Shoving his wallet back in his pocket, Ray walks down the block to the nearest convenience store.  He buys a pack of Marlboros and is out of the store before he realizes he doesn’t have a lighter on him.  Hasn’t carried one for a year and a half; not since he started the Vecchio gig.  (Not since the first day with Fraser, to be precise, and yeah, let’s be precise.)  Goes back and buys a disposable plastic one.

The first drag nearly chokes him.  He bends over, coughing and spluttering like he’s thirteen again, out behind the bleachers with Jimmy Polanski.  The second drag warms his blood like he’s been smoking all his life.  A year and a half of clean living, gone, just like that.

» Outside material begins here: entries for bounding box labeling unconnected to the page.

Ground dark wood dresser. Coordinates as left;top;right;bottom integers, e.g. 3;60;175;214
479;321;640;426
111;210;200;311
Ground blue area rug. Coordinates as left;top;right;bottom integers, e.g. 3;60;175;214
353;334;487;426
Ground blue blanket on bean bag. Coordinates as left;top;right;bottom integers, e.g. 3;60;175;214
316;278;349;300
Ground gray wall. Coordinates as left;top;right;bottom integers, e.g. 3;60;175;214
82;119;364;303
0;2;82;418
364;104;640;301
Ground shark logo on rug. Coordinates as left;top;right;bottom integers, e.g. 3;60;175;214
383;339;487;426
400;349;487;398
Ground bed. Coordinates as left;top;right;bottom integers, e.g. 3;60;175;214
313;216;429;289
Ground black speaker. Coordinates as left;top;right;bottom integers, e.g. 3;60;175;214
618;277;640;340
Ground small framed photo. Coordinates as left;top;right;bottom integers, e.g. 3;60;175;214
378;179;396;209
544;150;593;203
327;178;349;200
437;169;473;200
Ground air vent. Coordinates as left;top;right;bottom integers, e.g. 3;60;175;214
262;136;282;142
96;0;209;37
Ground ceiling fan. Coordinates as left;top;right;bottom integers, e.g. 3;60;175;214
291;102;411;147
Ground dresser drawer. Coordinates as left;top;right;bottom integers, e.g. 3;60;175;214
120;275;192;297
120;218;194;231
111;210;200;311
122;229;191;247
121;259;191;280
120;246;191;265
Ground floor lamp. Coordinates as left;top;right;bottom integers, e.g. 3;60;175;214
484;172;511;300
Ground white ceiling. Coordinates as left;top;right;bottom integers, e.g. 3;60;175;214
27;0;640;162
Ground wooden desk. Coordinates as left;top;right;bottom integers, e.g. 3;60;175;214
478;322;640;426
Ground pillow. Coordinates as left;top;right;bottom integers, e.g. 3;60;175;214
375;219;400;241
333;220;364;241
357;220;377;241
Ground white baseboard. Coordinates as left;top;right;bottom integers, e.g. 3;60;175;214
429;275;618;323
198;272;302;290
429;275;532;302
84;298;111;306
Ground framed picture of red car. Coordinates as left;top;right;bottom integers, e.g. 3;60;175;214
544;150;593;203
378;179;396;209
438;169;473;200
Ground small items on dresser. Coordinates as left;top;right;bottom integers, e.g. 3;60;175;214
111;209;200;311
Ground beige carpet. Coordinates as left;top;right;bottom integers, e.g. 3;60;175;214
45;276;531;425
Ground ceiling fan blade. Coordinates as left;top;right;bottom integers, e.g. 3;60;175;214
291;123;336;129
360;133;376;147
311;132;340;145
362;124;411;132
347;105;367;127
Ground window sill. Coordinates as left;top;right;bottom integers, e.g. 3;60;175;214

He smokes it, walking, not thinking about where he’s going.  Not thinking about much of anything but the acrid, comforting taste, and the layer of calm the nicotine lays down on top of his buzzing nerves.  Aware of his surroundings without paying real attention: tuning out the details of traffic and people and signs while alert to movement behind him or violation of his personal space.  Alert for danger, hands ready for action, even the one holding the cigarette.

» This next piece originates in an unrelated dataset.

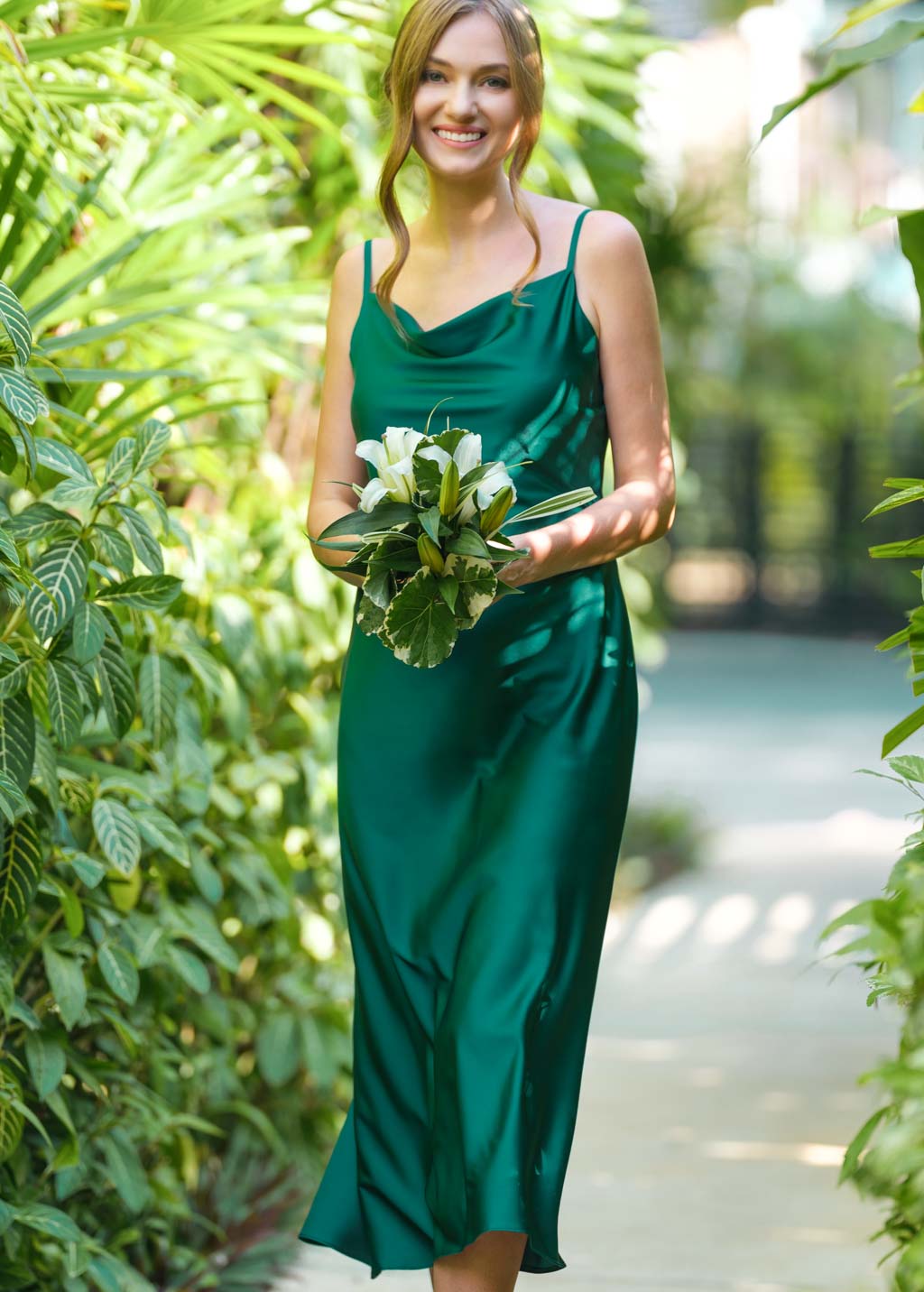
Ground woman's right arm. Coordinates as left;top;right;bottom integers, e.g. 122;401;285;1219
308;243;368;586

He finds himself in the park where Fraser liked to camp (totally illegal, especially that outdoor fire, but Ray never pointed that out because then Fraser would have felt compelled to stop doing it, and maybe to haul himself in to the station to be booked and fined).  The burned-bare spot is still there, or at least, Ray’s pretty sure this one is Fraser’s and not damage from one of the million other things that people do in parks, off the path where they’re supposed to be going easy on the grass.


The daylight is going, but not gone, and it’s not like the city gets all that dark even at night.  The trees are just starting to bud out leaves, and the ground is squelchy with what Ray hopes is just mud.  He leans against a tree and squints up through the branches, to where the stars would be coming out in an hour or two, if you could see them through the light pollution and the pollution-pollution.  The white noise of the city rushes in the background like the sound of a river, but somewhere nearby a couple of birds are calling to each other, first one, then the other. 

Hey, where are you?

I’m over here, where are you? 

I’m right here, come on over! 

Nah, I’m good where I am, but you could join me, if you felt like it. 

I don’t know, it’s a long flap all the way over there, and it’s getting dark. 

Maybe tomorrow, then. 

Yeah, give me a call. 

Good night. 

Sleep well, now.

Ray cracks a smile, listening to the birds carrying on like a couple of teenagers who just can’t stand to hang up the phone.  He lights another cigarette, breathes deep, and blows a stream of smoke up at the tree branches.  Adding his own little contribution to the atmosphere of home.  One more smudge to blot out the stars.